Faille dans le système
Le Principe de Peter
Comment est-il possible, se demandait le jeune professeur canadien Laurence J. Peter au milieu des années 60, que l’on rencontre autant d’employé.e.s incompétent.e.s dans sa vie professionnelle ? Où se trouve la faille dans le système ? Il a publié ses recherches dans un livre, qui ne se prend pas toujours au sérieux, « Le Principe de Peter » . Nous jetons ici un regard critique sur ce principe, qui semble à première vue concluant. Parvient-il vraiment à expliquer les inefficacités du marché du travail, ou est-il plutôt ce qu’il était censé être à l’origine, à savoir une plaisanterie ?

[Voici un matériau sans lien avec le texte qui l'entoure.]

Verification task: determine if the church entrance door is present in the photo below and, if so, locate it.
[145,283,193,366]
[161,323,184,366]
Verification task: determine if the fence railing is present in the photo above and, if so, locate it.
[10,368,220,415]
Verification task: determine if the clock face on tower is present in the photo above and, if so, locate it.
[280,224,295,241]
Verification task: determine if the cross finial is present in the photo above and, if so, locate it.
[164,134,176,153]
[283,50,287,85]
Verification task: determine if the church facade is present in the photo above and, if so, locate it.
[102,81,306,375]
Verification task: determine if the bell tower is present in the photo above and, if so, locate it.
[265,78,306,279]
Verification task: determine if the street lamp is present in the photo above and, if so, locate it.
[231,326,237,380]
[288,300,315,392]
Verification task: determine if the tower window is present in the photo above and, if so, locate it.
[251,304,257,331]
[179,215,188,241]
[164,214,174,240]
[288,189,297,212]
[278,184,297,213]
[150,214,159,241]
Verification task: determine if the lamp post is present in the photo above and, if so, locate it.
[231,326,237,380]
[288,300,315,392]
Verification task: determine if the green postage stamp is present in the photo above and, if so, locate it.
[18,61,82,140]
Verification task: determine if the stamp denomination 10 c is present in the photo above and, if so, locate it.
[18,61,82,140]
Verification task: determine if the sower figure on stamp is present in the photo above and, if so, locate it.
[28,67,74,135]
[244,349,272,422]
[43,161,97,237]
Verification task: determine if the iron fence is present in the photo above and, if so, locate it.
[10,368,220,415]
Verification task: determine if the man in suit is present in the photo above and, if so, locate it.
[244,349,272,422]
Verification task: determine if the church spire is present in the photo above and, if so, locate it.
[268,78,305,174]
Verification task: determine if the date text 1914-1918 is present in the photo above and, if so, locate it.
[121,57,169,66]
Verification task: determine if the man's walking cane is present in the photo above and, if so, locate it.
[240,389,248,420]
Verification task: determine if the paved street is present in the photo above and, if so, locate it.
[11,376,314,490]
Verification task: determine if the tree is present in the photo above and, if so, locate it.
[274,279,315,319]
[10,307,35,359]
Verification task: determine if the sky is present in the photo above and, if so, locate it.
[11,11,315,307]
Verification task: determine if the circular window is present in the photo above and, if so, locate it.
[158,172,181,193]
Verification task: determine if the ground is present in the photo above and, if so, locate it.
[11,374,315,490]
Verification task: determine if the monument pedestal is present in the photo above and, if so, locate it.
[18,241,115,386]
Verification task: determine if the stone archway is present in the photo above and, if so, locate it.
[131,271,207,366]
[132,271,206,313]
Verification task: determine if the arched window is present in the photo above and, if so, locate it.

« Dans une hiérarchie, tout employé tend à s’élever jusqu’à son niveau d’incompétence. »
Laurence J. Peter
Le monde des décideurs et des meneurs
Pour illustrer ce principe, Peter présente, entre autres exemples, celui de l’enseignant B. Lunt. Ce jeune homme avait été un étudiant exemplaire et il était un enseignant talentueux et compétent. Il a donc bientôt porté le titre de directeur d’école. Comme il s’agit d’un exemple, la catastrophe prévue par le principe de Peter suit immédiatement. Le nouveau directeur n’arrive pas à s’acquitter de ses nouvelles tâches. M. Lunt ne s’y retrouve pas dans le monde bureaucratique des décideurs et des meneurs, il manque de finesse et de compétences stratégiques. Pourtant, la tâche d.’une.u directeur.trice n’est pas nécessairement plus difficile que celle d’un.e enseignant.e (le contraire pourrait être tout aussi juste) - elle est simplement différente. En tant que directeur.trice, on doit faire preuve de compétences politiques. Il faut avoir un horizon de planification beaucoup plus large et moins de patience, et les personnes avec lesquelles on traite savent déjà tout et ne veulent en aucun cas apprendre quelque chose de nouveau. Si on y réfléchit bien, un.e directeur.trice est une sorte d’anti-enseignant.e.Comme un cours pour débutants
Revenons aux conditions du modèle. Peter part du principe que toutes les entreprises ont une forme pyramidale, c’est-à-dire que le nombre de titulaires de postes diminue à mesure que le niveau hiérarchique augmente. Dans son modèle, tous les postes sont définis avec précision et les tâches qui les accompagnent sont immuables. De plus, les activités associées à un poste en particulier sont très différentes de celles du poste supérieur. Il est clair que dans le monde du travail actuel, des conditions aussi extrêmes sont rarement remplies. Dans la plupart des entreprises, il est très utile de bien maîtriser les tâches des niveaux hiérarchiques inférieurs, et l’ascension linéaire et régulière est beaucoup plus rare aujourd’hui qu’il y a 60 ans. Les gens changent beaucoup plus souvent d’emploi, ils commencent quelque chose de nouveau et surtout - ils sont capables d’apprendre. C’est là que réside l’erreur du principe de Peter : les gens sont capables d’apprendre. Ils s’adaptent à la nouvelle situation. Ou mieux encore, ils adaptent leur poste à leurs propres capacités.Mais alors pourquoi devrait-on encore se préoccuper du principe de Peter aujourd’hui ? On peut le considérer comme une introduction à un sujet complexe, une sorte de cours pour débutants. Les failles dans le système existent toujours, mais qui sait, le monde du travail d’aujourd’hui doit peut-être des remerciements aux observations astucieuses de Laurence J. Peter. Car l’hiérarchologie, telle que Peter l’a décrite il y a presque 60 ans n’existe plus aujourd’hui, pas même dans le service public.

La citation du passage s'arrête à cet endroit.